Radio Ga Ga: I am Not a Robot

  

  

  

  

  

  

  

  

Track 4

I am Not a Robot

  

  

  

                         “Better to be hated than loved, loved, loved
                         For what you're not.
                         You're vulnerable, you're vulnerable
                         You are not a robot”
                                         - Marina Diamandis

  


                         “Whether ya choose to lick
                               (Muthafuckin’ mouth)
                         Pussies or dicks
                               (And you could just eat me out)
                         People through out the world
                               (In my mouth)
                         Yeah, it’s your pick
                               (Just put it in my mouth)”
                                         - Akinyele Adams
                                         - Crystal Johnson

  

  

Alan Pickering lay on his couch. How long had it been? Three weeks? Four?

Six weeks?!?

For six weeks he cocooned himself in his apartment as his life crumbled around him. Before that, he had a celebrated career as a chief audio engineer in the US military's DARPA robotics division.

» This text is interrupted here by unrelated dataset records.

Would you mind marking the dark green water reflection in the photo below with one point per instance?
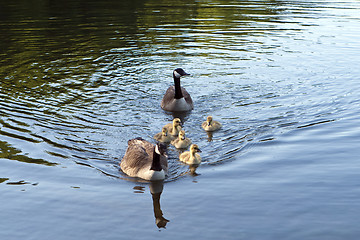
(80, 78)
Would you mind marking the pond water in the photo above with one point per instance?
(78, 79)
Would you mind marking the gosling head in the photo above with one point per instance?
(179, 72)
(209, 120)
(160, 149)
(176, 122)
(194, 148)
(164, 132)
(182, 135)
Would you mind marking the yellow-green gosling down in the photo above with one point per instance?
(192, 156)
(163, 136)
(210, 125)
(174, 128)
(182, 141)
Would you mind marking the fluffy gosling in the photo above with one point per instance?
(192, 156)
(182, 141)
(163, 136)
(174, 128)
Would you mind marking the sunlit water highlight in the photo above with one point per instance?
(79, 80)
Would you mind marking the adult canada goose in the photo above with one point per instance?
(174, 128)
(182, 141)
(176, 98)
(192, 156)
(163, 136)
(144, 160)
(210, 125)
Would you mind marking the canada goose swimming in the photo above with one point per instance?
(176, 98)
(144, 160)
(163, 136)
(182, 141)
(210, 125)
(192, 156)
(174, 128)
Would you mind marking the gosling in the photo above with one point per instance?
(209, 125)
(182, 141)
(192, 156)
(174, 128)
(163, 136)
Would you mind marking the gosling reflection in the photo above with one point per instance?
(192, 168)
(156, 188)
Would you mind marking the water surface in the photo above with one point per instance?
(80, 78)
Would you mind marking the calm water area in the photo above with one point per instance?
(78, 79)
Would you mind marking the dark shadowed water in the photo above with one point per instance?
(78, 79)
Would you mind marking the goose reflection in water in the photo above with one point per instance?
(156, 188)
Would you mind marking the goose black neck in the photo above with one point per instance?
(178, 93)
(156, 166)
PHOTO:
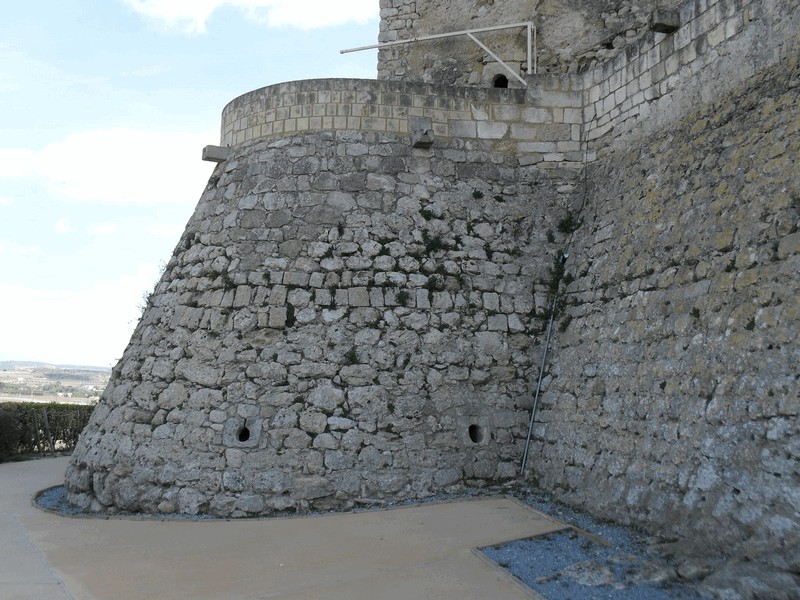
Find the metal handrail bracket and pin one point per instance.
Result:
(533, 66)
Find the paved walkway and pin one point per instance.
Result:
(425, 551)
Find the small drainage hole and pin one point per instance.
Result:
(501, 81)
(476, 434)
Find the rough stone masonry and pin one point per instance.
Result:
(356, 309)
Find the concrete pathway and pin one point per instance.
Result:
(426, 551)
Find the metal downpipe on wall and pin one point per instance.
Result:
(585, 137)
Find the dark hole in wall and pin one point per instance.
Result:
(476, 434)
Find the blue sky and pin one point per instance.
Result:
(105, 106)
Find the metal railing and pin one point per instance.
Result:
(533, 66)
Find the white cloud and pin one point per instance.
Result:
(104, 229)
(116, 166)
(16, 162)
(64, 227)
(166, 231)
(10, 249)
(90, 326)
(190, 16)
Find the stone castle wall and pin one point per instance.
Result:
(346, 318)
(673, 397)
(547, 131)
(369, 309)
(572, 35)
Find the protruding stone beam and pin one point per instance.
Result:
(664, 20)
(216, 153)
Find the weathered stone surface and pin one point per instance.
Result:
(348, 317)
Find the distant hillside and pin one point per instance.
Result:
(7, 365)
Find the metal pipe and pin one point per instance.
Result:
(497, 58)
(530, 67)
(539, 384)
(434, 37)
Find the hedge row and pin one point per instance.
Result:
(30, 428)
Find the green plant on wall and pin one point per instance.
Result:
(569, 223)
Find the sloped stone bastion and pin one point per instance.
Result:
(356, 309)
(346, 318)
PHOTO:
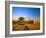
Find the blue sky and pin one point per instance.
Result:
(25, 11)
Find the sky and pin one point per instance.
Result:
(26, 12)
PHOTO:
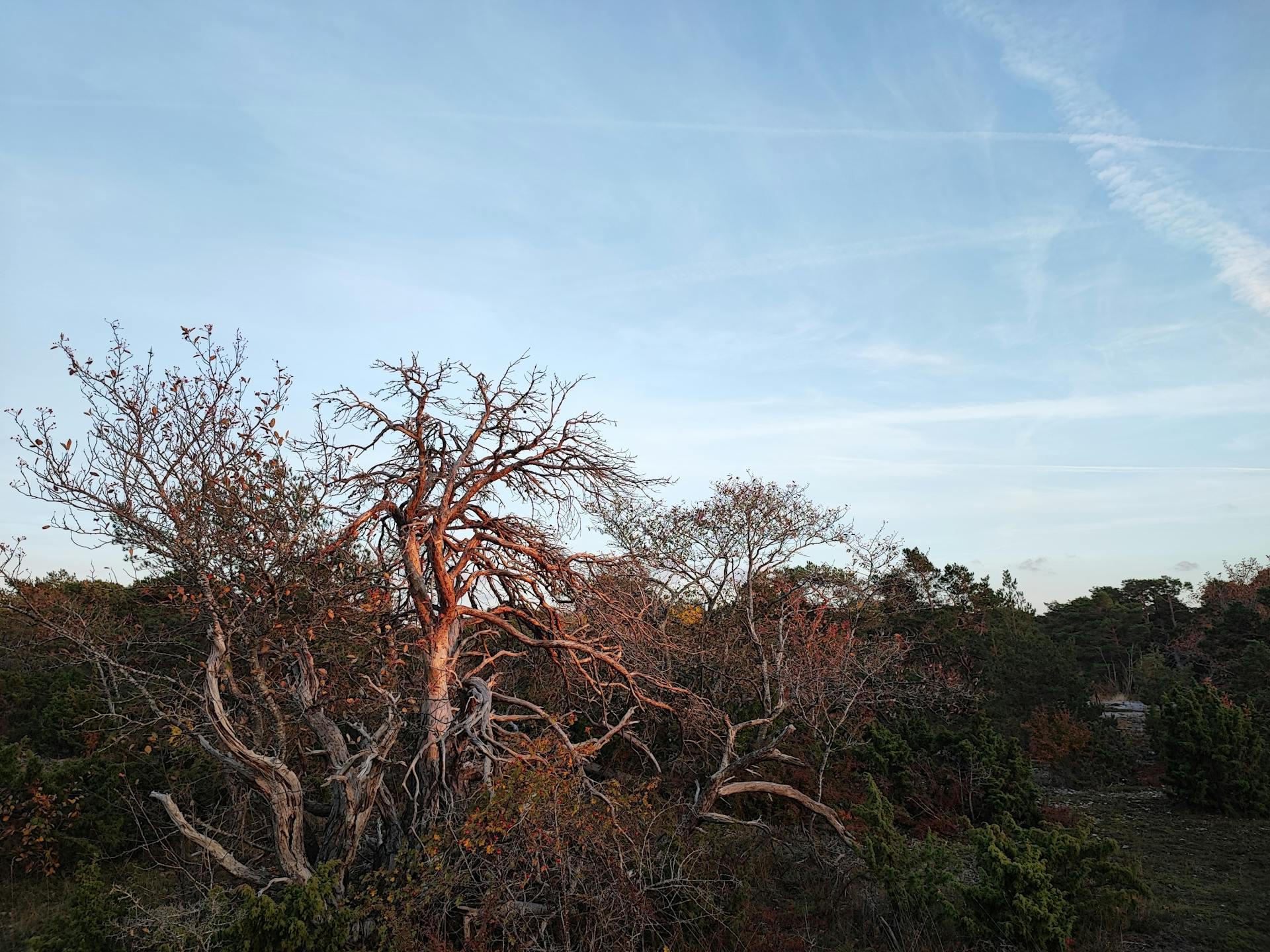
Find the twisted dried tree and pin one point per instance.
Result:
(360, 594)
(462, 488)
(753, 634)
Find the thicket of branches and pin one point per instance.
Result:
(366, 663)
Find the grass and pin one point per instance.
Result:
(1209, 875)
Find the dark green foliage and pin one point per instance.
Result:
(977, 772)
(916, 876)
(1155, 676)
(1214, 750)
(1249, 677)
(1002, 776)
(1037, 887)
(88, 922)
(50, 709)
(304, 918)
(1111, 627)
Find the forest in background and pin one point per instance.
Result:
(362, 695)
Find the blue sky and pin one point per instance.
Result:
(995, 273)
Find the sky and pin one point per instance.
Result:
(994, 273)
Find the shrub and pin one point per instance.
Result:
(88, 922)
(1054, 735)
(306, 917)
(1038, 885)
(916, 876)
(544, 858)
(1214, 752)
(1002, 775)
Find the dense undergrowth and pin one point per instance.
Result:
(452, 734)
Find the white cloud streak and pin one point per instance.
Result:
(1137, 180)
(1161, 403)
(601, 124)
(821, 255)
(937, 466)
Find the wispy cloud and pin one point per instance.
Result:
(939, 466)
(1140, 182)
(1162, 403)
(1040, 564)
(814, 257)
(601, 124)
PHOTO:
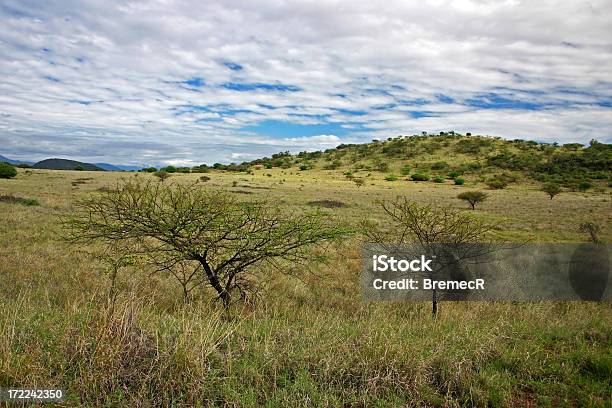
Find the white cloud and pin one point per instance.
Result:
(103, 80)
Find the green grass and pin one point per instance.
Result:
(308, 342)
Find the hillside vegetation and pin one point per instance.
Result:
(65, 164)
(308, 338)
(449, 156)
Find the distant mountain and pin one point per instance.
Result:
(65, 164)
(117, 167)
(14, 162)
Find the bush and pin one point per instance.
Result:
(406, 170)
(162, 175)
(7, 171)
(419, 177)
(497, 184)
(441, 165)
(552, 189)
(473, 197)
(391, 177)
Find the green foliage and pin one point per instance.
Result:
(473, 197)
(419, 177)
(552, 189)
(440, 165)
(497, 183)
(382, 166)
(227, 241)
(7, 171)
(18, 200)
(162, 175)
(333, 165)
(391, 177)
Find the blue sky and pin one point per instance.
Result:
(189, 82)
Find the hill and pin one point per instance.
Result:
(117, 167)
(485, 159)
(65, 164)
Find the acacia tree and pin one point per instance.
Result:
(552, 189)
(473, 197)
(464, 235)
(228, 242)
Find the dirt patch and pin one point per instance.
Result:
(328, 204)
(18, 200)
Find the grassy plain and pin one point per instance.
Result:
(308, 342)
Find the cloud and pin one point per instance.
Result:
(192, 82)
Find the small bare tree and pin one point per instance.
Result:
(162, 175)
(592, 229)
(473, 197)
(228, 242)
(552, 189)
(358, 182)
(429, 226)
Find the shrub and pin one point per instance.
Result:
(497, 183)
(406, 169)
(162, 175)
(419, 177)
(441, 165)
(473, 197)
(7, 171)
(391, 177)
(382, 166)
(552, 189)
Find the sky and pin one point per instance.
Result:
(191, 82)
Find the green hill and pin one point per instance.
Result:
(449, 155)
(65, 164)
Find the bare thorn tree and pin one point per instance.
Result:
(229, 243)
(430, 226)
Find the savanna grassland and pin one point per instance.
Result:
(310, 341)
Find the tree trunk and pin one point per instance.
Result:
(434, 303)
(213, 279)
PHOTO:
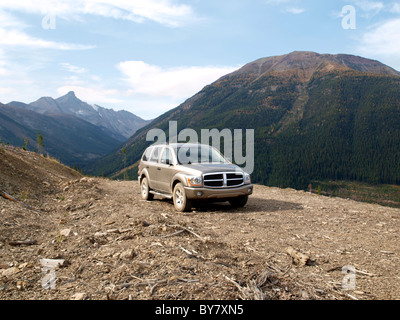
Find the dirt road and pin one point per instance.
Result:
(116, 246)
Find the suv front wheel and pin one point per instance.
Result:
(181, 202)
(238, 202)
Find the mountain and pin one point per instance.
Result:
(315, 116)
(66, 137)
(119, 124)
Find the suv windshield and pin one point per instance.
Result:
(198, 154)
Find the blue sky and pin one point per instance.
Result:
(148, 56)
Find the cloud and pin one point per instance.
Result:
(19, 38)
(176, 83)
(287, 6)
(92, 94)
(73, 69)
(382, 40)
(294, 10)
(166, 12)
(368, 5)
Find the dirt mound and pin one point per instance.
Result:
(110, 244)
(28, 175)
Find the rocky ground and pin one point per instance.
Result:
(110, 244)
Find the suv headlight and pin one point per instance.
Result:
(195, 181)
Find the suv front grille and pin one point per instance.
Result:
(223, 179)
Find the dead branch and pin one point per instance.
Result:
(22, 242)
(187, 230)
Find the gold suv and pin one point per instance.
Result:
(191, 172)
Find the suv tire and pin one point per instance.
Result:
(181, 202)
(145, 190)
(239, 202)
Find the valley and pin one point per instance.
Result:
(115, 246)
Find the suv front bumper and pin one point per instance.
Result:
(223, 193)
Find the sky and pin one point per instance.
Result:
(149, 56)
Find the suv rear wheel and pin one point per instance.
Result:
(145, 190)
(181, 202)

He remembers the moment everything clicked into place. The four-star generals celebrated his most advanced invention with bottles of scotch and warm pats on the back. He was assured his mobility and sound control systems would allow robots to succeed in missions deep underwater.

But he had been sitting on this very couch, sprinkling dark chocolate chips onto a spoonful of crunchy peanut butter, when the news flashed on his holowall and he realized the horrors he had created.

A massacre!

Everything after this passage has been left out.